THE SUPREME Court's Criminal Division for Political Office Holders yesterday ordered former prime minister Yingluck Shinawatra to stand trial on May 19 on charges of alleged negligence in failing to stop corruption and mismanagement of the rice-pledging scheme that inflicted a loss of Bt600 billion on the national coffers and the rice trade.
Supreme Court Vice President Veerapol Tangsuwan, who was selected by nine judges as presiding judge, said the case was within the court's authority and it was filed correctly in accordance with the court procedure, therefore the court has accepted the case for hearing.
If found guilty, Yingluck could face up to 10 years in prison or a fine of up to Bt20,000 or both.
Surasak Trirattrakul, the deputy chief prosecutor in charge of the case, said 13 prosecution witnesses would testify, including National Anti Corruption Commission officials and concerned state agencies. Evidence such as documents and CDs would be provided to the court.
He said a copy of the writ and the court summons would be delivered to Yingluck within seven days informing her to appear for trial at 9.30am on May 19.
The court notice can be posted at her residence without her presence.
Her failure to appear for the first hearing could lead to the court issuing an arrest warrant. He said the court would decide on whether to temporarily release her and decide on whether she could leave the country.
Prosecutors can oppose temporary release of the defendant if they suspect she may flee or tamper with witnesses. There had been no reports of witness intimidation, he added.
Asked if Yingluck can seek permission to leave the country, Prime Minister General Prayut Chan-o-cha told reporters to ask the court, as the case has to conform to justice procedures.
Prayut was in a good mood yesterday, plucking a flower from a pot on the steps of Government House and putting it into his pocket while making a metaphorical statement, "Discard withering flowers, they are old, do not pay attention.''
A source close to Yingluck said her brother and former premier Thaksin Shinawatra had telephoned her to provide moral support in fighting the case.
He said the National Council for Peace and Order wanted Yingluck to be convicted to prevent her from playing a political role for the rest of her life.
Thaksin told Yingluck it would take many years to fight a civil suit and that it would be another 45 days before the first hearing.
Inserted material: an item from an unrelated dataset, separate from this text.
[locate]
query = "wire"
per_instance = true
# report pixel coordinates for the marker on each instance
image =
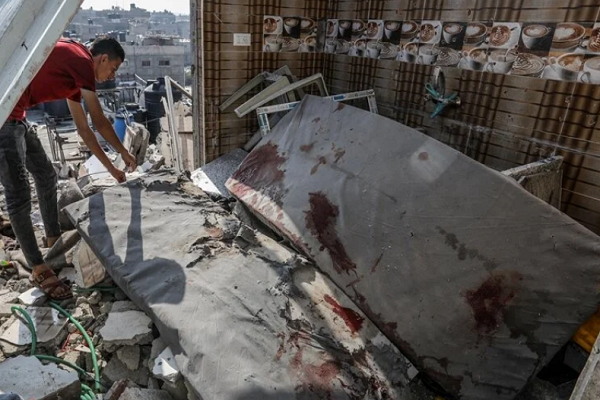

The Prayut government is also considering proceeding with another lawsuit against Yingluck seeking Bt600 billion in damages for losses inflicted on the country by her government's rice-pledging scheme.
Yingluck posted messages on her personal Facebook page after the court accepted the case, saying the case would have a significant impact on the country's economic and political systems, including farmers and people nationwide.
The case will set the norm for future governments in drawing up policies to help people.
She insisted that the rice-pledging scheme case was an economic policy that people trusted her to carry out by democratic means.
She said she had presented the policy to the people, leading to public consensus to create a fair market mechanism that would help upgrade the quality of life of farmers, who were not able to influence the price of their produce in the market.
The price mechanism was in the hands of rice buyers, she added. She said she wanted to help farmers so that they were not exploited by traders.
Yingluck said she was not given justice during investigation procedures because of political interference in the case.
The National Anti-Corruption Commission had stated that there was no evidence to show she was corrupt, colluded with or allowed corruption.
Prosecutors had not completed their investigation but had rushed to indict her despite the Attorney-General pointing out holes in the case.
She said she hoped she would be given a fair trial and opportunities to present evidence to show her innocence in the court.
She called on critics to stop making comments that would interfere with or influence the court's decision and affect the fairness of the trial.
Yingluck's lawyer, Norawit Lalang, said his legal team had yet to choose the defence witnesses as they had yet to receive the writ.
At the first hearing, they would prepare assets as required by the court to seek Yingluck's temporary release.